Putting my newfound data-wrangling capabilities to use — and this Kaggle dataset of Netflix’s catalogue, all I had to do was mash it up with a dataset of top TV shows and movies from RatinGraph (which derives its data from IMDB, from the looks of it). Google Spreadsheet’s filter method should have sufficed, but it proved temperamental and wouldn’t work on the TV shows dataset. So I fired up OpenRefine, which allowed me to merge these two datasets with ease.
I added two filters — rating, and number of votes to prioritise signal over noise. Movies were filtered at a rating of 8.0+, and TV shows at 7.5+. TV shows are English only, and limited to 250, which further got filtered down to 82 — which is to say that almost one in every three Top 250 show is on Netflix!
Netflix’s movie catalogue had only 85 of the 685 movies with over 10,000 votes and a 8.0+ rating. Non-English movies are also included in this chart.
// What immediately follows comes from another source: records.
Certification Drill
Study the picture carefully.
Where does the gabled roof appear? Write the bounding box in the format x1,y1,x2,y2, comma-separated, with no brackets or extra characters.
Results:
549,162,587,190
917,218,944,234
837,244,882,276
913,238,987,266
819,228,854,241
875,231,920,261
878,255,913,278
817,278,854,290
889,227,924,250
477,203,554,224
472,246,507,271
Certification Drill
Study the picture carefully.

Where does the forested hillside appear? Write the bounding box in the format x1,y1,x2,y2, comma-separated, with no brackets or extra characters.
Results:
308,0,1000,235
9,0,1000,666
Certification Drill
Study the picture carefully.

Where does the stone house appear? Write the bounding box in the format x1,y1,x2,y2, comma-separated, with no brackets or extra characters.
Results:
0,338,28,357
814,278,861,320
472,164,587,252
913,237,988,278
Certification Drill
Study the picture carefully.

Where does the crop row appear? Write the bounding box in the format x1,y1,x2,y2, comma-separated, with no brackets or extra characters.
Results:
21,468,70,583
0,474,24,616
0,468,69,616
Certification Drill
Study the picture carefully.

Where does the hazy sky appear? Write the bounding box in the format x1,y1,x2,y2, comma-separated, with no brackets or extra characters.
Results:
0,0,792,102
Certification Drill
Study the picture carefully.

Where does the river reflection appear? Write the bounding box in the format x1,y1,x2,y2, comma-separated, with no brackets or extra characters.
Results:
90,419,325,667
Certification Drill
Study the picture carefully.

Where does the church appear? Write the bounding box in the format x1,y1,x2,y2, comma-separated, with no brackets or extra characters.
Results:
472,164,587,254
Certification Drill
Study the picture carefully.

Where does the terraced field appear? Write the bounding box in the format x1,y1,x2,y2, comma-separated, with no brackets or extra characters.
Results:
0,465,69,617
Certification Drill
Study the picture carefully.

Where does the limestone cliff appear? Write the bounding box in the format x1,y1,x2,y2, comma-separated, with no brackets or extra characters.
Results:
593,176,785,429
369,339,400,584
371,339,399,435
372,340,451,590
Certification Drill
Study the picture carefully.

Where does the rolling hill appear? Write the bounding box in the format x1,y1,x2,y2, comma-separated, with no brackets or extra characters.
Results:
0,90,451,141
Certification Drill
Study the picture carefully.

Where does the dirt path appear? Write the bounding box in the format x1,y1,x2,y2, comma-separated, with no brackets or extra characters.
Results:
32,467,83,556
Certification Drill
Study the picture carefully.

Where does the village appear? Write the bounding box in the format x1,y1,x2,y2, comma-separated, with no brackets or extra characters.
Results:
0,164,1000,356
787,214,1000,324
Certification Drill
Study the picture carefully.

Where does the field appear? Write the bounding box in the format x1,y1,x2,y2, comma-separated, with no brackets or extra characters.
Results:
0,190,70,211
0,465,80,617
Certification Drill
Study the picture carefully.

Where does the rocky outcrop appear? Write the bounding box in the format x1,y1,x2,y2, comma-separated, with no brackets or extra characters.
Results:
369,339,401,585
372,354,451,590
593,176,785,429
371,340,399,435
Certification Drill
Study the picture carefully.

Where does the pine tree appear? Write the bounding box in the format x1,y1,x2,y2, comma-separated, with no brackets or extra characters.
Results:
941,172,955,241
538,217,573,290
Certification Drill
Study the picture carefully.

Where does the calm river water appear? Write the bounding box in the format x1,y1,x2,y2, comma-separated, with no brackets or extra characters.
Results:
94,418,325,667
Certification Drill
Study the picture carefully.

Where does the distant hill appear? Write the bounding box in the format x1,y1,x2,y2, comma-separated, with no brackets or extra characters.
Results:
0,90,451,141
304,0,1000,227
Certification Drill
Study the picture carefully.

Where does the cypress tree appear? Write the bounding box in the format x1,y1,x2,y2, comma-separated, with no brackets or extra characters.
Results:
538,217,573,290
Some caveats: The Dark Knight by Christopher Nolan is on Netflix, but wasn’t there in the Kaggle dataset. There might be some other obvious misses, but the dataviz should be helpful in any case.
Filtering for what’s new, the movie recommendations come down to a handful.
H/T to Shivam Bansal for creating this dataset. It would be great to see how many movies and TV shows are on Disney+, Amazon Prime, HBO, etc, and do a grand analysis of who owns the streaming rights to so much of popular culture. Any ideas on where I can find/build a dataset of their catalog?